En las lluviosas tardes de noviembre
de pesadumbre llenas,
con un libro de románticas rimas
que habla de hojas secas
me siento a ver el fuego
junto a la chimenea.
En esas cortas tardes otoñales,
poca la luz de perla
en el salón, a solas, sin testigo,
las cosas se sombrean
con azulado tedio
de indecible esencia.
¡Veladas de borroso calendario
y avara somnolencia,
de vacíos laureles y jardines,
agrias tardes eternas
que tienen del olvido
la misteriosa rueca! 

La soledad – Francisco Martínez de la Rosa

Único asilo en mis eternos males,
augusta soledad, aquí en tu seno,
lejos del hombre y su importuna vista,
déjame libre suspirar al menos:
aquí, a la sombra de tu horror sublime,
daré al aire mis lúgubres lamentos,
sin que mi duelo y mi penar insulten
con sacrílega risa los perversos,
ni la falsa piedad tienda su mano,
mi llanto enjugue y me traspase el pecho.

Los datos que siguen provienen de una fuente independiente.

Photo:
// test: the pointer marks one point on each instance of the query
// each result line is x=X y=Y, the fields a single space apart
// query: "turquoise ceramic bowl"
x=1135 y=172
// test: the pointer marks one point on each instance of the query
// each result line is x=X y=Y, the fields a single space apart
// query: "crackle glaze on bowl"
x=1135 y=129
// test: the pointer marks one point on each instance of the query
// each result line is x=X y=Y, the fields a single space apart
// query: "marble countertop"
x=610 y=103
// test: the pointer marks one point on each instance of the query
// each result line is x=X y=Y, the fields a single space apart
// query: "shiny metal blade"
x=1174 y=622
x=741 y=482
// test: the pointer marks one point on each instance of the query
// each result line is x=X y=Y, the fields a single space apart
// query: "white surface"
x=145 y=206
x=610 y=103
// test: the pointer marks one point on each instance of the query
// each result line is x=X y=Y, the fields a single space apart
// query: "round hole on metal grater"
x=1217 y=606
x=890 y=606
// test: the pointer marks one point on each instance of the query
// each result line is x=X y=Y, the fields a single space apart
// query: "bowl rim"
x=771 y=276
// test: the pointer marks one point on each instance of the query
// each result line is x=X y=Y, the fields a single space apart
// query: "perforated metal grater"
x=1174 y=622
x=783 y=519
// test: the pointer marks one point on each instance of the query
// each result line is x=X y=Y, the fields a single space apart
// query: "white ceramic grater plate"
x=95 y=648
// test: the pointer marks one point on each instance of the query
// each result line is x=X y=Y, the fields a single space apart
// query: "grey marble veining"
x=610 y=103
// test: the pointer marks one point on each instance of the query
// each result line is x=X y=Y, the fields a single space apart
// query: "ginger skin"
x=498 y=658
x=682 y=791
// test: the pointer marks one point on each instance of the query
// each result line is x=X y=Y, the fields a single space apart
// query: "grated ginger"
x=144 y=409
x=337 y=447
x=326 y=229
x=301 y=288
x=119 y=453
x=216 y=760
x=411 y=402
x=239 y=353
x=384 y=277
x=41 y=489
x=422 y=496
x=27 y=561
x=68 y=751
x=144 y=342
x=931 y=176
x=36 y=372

Todo convida a meditar: la noche
el mundo envuelve en tenebroso velo;
y, aumentando el pavor, quiebran las nubes
de la luna los pálidos reflejos;
el informe peñasco, el mar profundo
hirviendo en torno con medroso estruendo,
el viento que bramando sordamente
turba apenas el lúgubre silencio:
todo inspira terror, y todo adula
mi triste afán y mi dolor acerbo.
La horrible majestad que me rodea
lentamente descarga el grave peso
que mi pecho oprimió: por vez primera
se mezclan mis sollozos a mis ecos,
y, apiadado el destino, da a mis ojos
de una mísera lágrima el consuelo…
¡Llanto feliz! Cual bienhechor rocío
templa la sed del abrasado suelo,
calma la angustia, la mortal congoja
con que batalla mi cansado esfuerzo;
y, en plácida tristeza absorta el alma,
no envidiará la dicha ni el contento.
Solo en el mundo, de ilusiones libre,
de vil temor y de esperanza ajeno,
encontraré la paz que vanamente
me ofreció con su magia el universo.
¿Qué importa que a mi planta mal segura
aún falte tierra en que estampar su sello,
y, al carcomido escollo amenazando,
me estreche el mar en angustioso cerco?
¿No me basto a mí mismo? ¿No me es dado
alzar mis ojos sin pavor al cielo,
sentir mi corazón que quieto late
y el mundo contemplar con menosprecio?
Yo vi en la aurora de mi edad florida
sus encantos brindarse a mis deseos:
gloria, riquezas, cuantos falsos bienes
anhela el hombre en su delirio ciego,
en torno me cercaron; oficiosa
la amistad redoblaba mi contento;
la pérfida ambición me sonreía;
me brindaba el amor su dulce seno…
Temí, temblé, me apercibí al combate,
demandé a mi razón su flaco esfuerzo,
y apenas pude en afanosa lucha
rechazar tanto hechizo lisonjero.
¡Qué fuera, oh Dios, si al rápido torrente
yo propio me arrojara! En presto vuelo
pasaron cinco lustros de mi vida,
y el cuadro encantador huyó con ellos.
Huyó, volví la vista, lancé un grito…
Y en vez de flores encontré un desierto.